En diversifiant ses propositions, le Futuroscope parvient à offrir une vision moins anxiogène. La pédagogie scientifique est conservée dans des formats plus traditionnels, comme son cinéma à écran géant, où le célèbre astronaute évoque l’exploration spatiale tout en traitant des conséquences du dérèglement climatique.
Le concept d’edutainment (éducation + entertainment) semble convenir à la mission du parc, même si Olivier Héral avoue que le terme est un peu maladroit. « Autrefois, on avait des visions futuristes d’une technologie fantastique : voitures volantes, médecine de la vie éternelle… Aujourd’hui, notre rapport à l’avenir est plus raisonné. Nous avons intégré des recherches scientifiques dans nos attractions. Par exemple, pour « Chasseurs de tornade », nous avons travaillé avec des experts de Météo France pour mieux appréhender les phénomènes extrêmes et les solutions pour composer avec un climat perturbé. »
La place de l’humain
La dimension éducative se retrouve majoritairement dans la file d’attente des attractions, tandis qu’une fois à bord, le plaisir et les sensations prennent le relais. C’est également le cas de « Mission Bermudes ». L’introduction, qui peut s’étendre sur plus d’une heure en périodes de forte affluence, permet d’apprendre des notions de géographie et de physique telles que le magnétisme et la mécanique des fluides. Toutefois, une fois en action, les sensations deviennent prioritaires.

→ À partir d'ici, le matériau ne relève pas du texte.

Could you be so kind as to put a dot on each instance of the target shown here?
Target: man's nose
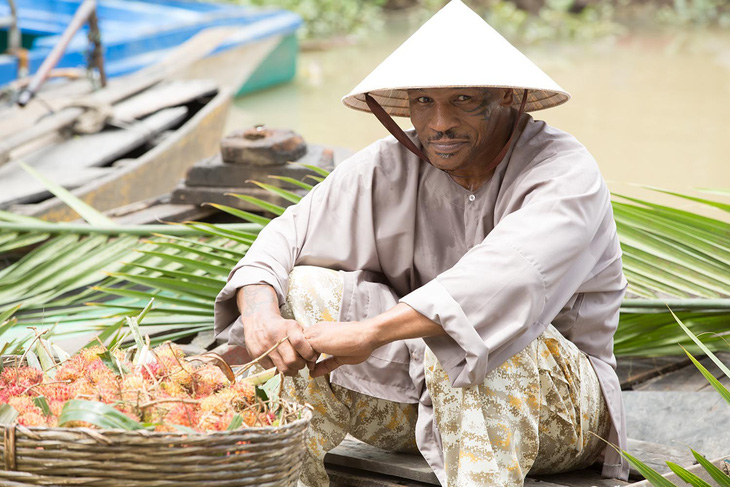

Pour faire passer son message en douceur, le Futuroscope utilise également l’incarnation de personnages. Quatre comédiens jouent une intrigue autour de scientifiques disparus dans « Mission Bermudes ». Bien que leur performance ne soit pas révolutionnaire, elle contribue à l’immersion dans l’attraction. De même, le pilote se vantant de « L’extraordinaire voyage » ajoute une touche de caractère à l’expérience, tout comme la romance entre Yannik Mazzilli et Carine Ribert dans « Chasseurs de tornades » qui apporte une profondeur narrative.
Un Futuroscope au futur radieux
Pourtant, même si tous sont conscients qu’un avenir viable nécessitera sans doute une décroissance, le Futuroscope continue de viser le « toujours plus ». La réalisation de « Mission Bermudes » a nécessité un investissement de 25 millions d’euros, s’inscrivant dans un projet de 300 millions d’euros lancé en 2020. En plus des nouvelles attractions, le parc a ouvert des hôtels thématiques et un parc aquatique novateur. Le Futuroscope prévoit de continuer à investir, avec des nouvelles attractions chaque deux ans, notamment dans des bâtiments emblématiques inutilisés jusqu’ici.
« Nous souhaitons diversifier notre offre pour réduire les temps d’attente. Par ailleurs, nous avons attiré un nouveau public d’experts en attractions grâce à nos récentes inaugurations, qui nous ont valu des distinctions internationales. C’est devenu notre motivation », affirme Olivier Héral. Le lancement de « Mission Bermudes » a véritablement congressé une foule d’influenceurs et de passionnés de parcs d’attractions. L’un d’eux a même qualifié le Futuroscope de « parc le plus excitant au monde en ce moment ». Ainsi, après avoir traversé des moments difficiles, le Futuroscope semble désormais évoluer vers un futur palpitant.